With the rapid development of the Internet, people faced with the increasingly serious network security problems. Intrusion detection technique is the important guarantee technique of network security besides firewall. Snort is a powerful lightweight network IDS. It has the ability of real-time data traffic analysis and recording of IP network data packets. It can be able to process protocol analysis, search or match the content. Snort can also detect a variety of attacks, and then give a real-time alarm. Furthermore, Snort has good expansibility and portability. The detection engine is the core module of the Intrusion Detection System.First of all, the thesis outlined the Intrusion Detection System. It introduced the system and its components, workflow, architecture, commonly used means of invasion and intrusion detection system on the status quo.
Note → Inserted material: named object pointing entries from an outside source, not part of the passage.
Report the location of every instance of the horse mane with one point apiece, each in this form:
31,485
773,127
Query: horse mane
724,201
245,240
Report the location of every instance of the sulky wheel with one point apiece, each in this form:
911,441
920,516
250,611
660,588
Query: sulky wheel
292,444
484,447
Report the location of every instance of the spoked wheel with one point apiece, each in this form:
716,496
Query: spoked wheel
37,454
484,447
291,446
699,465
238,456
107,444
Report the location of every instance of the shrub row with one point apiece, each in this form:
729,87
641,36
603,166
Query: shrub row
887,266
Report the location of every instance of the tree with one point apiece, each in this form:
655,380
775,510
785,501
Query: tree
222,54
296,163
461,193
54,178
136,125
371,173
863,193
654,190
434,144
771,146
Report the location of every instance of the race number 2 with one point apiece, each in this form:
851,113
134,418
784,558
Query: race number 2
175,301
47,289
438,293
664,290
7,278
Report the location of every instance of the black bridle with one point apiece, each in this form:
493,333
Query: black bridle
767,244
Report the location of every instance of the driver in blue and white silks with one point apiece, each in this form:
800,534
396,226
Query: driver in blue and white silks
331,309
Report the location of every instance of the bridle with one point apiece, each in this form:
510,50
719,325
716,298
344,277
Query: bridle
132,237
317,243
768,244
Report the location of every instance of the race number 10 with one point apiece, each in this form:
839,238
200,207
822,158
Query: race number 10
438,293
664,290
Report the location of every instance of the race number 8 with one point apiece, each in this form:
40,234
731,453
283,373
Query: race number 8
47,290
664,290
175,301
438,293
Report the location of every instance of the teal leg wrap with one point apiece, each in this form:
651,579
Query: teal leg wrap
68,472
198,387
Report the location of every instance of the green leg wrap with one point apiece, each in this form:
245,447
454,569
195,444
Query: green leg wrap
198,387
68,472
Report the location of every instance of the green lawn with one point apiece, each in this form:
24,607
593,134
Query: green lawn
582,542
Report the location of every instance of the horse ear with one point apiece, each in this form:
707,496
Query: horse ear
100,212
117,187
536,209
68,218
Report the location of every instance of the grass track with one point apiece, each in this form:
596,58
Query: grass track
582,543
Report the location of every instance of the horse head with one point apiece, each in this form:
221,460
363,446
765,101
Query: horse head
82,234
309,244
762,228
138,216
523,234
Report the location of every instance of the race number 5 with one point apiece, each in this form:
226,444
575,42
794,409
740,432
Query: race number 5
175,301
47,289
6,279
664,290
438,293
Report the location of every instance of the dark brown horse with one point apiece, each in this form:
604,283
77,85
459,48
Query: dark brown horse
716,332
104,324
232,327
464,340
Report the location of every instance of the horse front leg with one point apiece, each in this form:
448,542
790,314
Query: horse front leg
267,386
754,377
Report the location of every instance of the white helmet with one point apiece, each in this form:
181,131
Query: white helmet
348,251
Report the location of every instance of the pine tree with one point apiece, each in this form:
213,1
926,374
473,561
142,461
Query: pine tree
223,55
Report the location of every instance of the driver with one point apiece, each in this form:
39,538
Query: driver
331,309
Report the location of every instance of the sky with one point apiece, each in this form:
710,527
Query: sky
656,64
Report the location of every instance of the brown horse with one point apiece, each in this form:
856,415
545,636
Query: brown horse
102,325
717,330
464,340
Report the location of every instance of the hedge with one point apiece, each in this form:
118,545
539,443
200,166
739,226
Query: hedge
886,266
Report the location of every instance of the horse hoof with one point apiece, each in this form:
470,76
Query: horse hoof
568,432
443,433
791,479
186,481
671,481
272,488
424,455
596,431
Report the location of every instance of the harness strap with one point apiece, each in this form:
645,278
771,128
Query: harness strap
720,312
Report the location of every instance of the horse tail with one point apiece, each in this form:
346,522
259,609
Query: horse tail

Contemporary challenges and trends are discussed about IDS.Secondly , the thesis parsed the Snort architecture, working flow and three-dimensional linked list, especially analyzed the detection engine of the Snort system. And then, this paper analysed several classic matching algorithms and their capability, including BM algorithm, AC algorithm, WM algorithm. It analysed the theory of MWM algorithm, which is Snort default multi-Pattern matching algorithm, analysed the complexity of space-time algorithm and compared the performance of the algorithm of time and space.Finally, in order to meet the need of the increasing network traffic and speed , the intrusion detection engine of Snort is improved. On the basis of the initial rule linked list, the data structure is reconstructed to use for rapid matching. And then two kinds of latest detection engines were analyzed that realized in Snort2.0 and improved detection engine. Experimental results show that improved detection engine is better than the detection engine in Snort2.0 in the aspect of speed and memory consumption when the existing rules increased to more than 400. The improved detection engine opened a new way to design the intrusion detection engine, but it requires continuous improvement.